本研究比较了ISO 13528中概述的算法A和Q/Hampel方法，以及在WEPAL/Quasimeme PT方案中使用的NDA方法，就对异常值的鲁棒性而言。比较首先是对经验影响函数的分析。分析表明，NDA对异常值的降权作用最强，其次是Q/Hampel和算法A。其次，我们使用模拟数据集评估了这些方法。使用正态分布N(1,1)，包含30和200个数据的程式化数据集受到来自32个不同分布的5%-45%数据的污染。NDA始终产生最接近真实值的均值估计，而算法A显示的偏差最大。Q/Hampel和算法A相对于NDA的平均估计值之间的百分比差异在L-skewness = 0周围的实质性区间内与数据集的L-skewness成线性比例。第三，对来自WEPAL/Quasimeme的33,000多个数据集的均值估计和l -偏度之间的百分比差异进行了分析。模拟研究中观察到的线性关系得到了再现。平均估计之间的百分比差异被投影到l矩图上，按样本量分层。在识别的四个类中，结果显示一致且可解释的模式。这三种方法对尾重（l -峰度）的稳健性相似，但NDA对不对称性的稳健性更强，特别是在较小的样本中。当l -偏度接近零时，这三种方法产生的估计值差异小于2%。结果表明，NDA比Q/Hampel和算法a具有更高的鲁棒性。NDA的效率（~ 78%）低于Q/Hampel和算法a（均为~ 96%）。我们的分析清楚地显示了稳健性与效率之间的权衡，这是这种统计方法的典型特点。我们建议PT组织者根据其数据集的分布特征评估这种权衡，并在必要时调整统计方法的选择或参数化。对于WEPAL-Quasimeme方案，考虑到该方案中通常分析的数据集的特点，NDA方法对鲁棒性的强调是一个优势。除了均值估计，我们的研究还评估了由Qn、Q/Hampel、算法A和NDA生成的估计的标准差行为。Qn和Q/Hampel在样本量较大的数据集上得出了类似的结果（N > 16）。Q/Hampel在较小的数据集中得出了更高的估计值。对于近高斯数据集，算法A提供的估计值与其他方法一致，但污染程度越高，估计值越高。NDA的标准差估计总体上与Q/Hampel和Qn的估计一致，但对于细峰分布始终较低。这种行为归因于NDA降低了外围观测值的权重。

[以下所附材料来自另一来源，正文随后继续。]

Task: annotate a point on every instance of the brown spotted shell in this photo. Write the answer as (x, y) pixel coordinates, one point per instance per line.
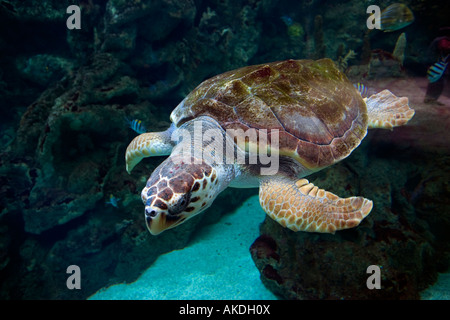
(320, 116)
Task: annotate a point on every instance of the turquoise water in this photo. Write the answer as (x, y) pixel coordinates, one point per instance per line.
(216, 265)
(438, 291)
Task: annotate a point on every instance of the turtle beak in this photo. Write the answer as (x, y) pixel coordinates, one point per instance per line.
(159, 221)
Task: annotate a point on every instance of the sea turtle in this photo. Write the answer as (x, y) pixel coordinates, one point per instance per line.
(309, 107)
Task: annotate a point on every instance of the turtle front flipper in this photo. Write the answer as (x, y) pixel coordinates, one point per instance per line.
(148, 145)
(386, 110)
(301, 206)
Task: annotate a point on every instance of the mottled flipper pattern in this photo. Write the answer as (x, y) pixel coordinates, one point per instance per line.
(301, 206)
(387, 111)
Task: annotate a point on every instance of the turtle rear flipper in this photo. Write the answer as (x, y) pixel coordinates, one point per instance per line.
(387, 111)
(301, 206)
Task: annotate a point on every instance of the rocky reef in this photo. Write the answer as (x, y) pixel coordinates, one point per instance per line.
(65, 96)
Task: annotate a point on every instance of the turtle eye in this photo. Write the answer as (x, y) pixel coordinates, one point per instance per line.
(180, 205)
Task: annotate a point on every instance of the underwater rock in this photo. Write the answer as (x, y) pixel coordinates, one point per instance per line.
(43, 69)
(322, 266)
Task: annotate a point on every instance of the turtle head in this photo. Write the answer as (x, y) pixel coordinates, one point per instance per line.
(178, 190)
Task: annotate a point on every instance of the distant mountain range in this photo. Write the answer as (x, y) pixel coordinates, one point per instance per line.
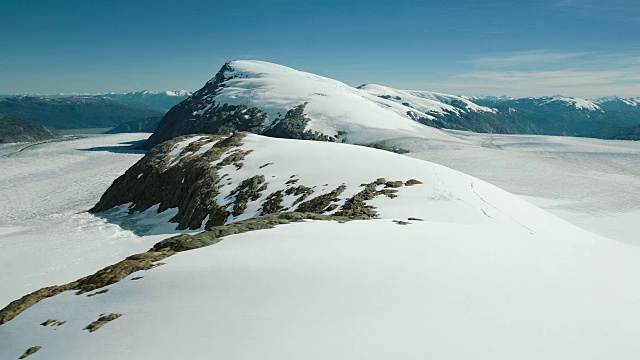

本文章由计算机程序翻译，如有差异，请以英文原文为准。

求助全文

约1分钟内获得全文求助全文

来源期刊

Accreditation and Quality Assurance 工程技术-分析化学

CiteScore

1.80

自引率

22.20%

发文量

审稿时长

6-12 weeks

期刊介绍： Accreditation and Quality Assurance has established itself as the leading information and discussion forum for all aspects relevant to quality, transparency and reliability of measurement results in chemical and biological sciences. The journal serves the information needs of researchers, practitioners and decision makers dealing with quality assurance and quality management, including the development and application of metrological principles and concepts such as traceability or measurement uncertainty in the following fields: environment, nutrition, consumer protection, geology, metallurgy, pharmacy, forensics, clinical chemistry and laboratory medicine, and microbiology.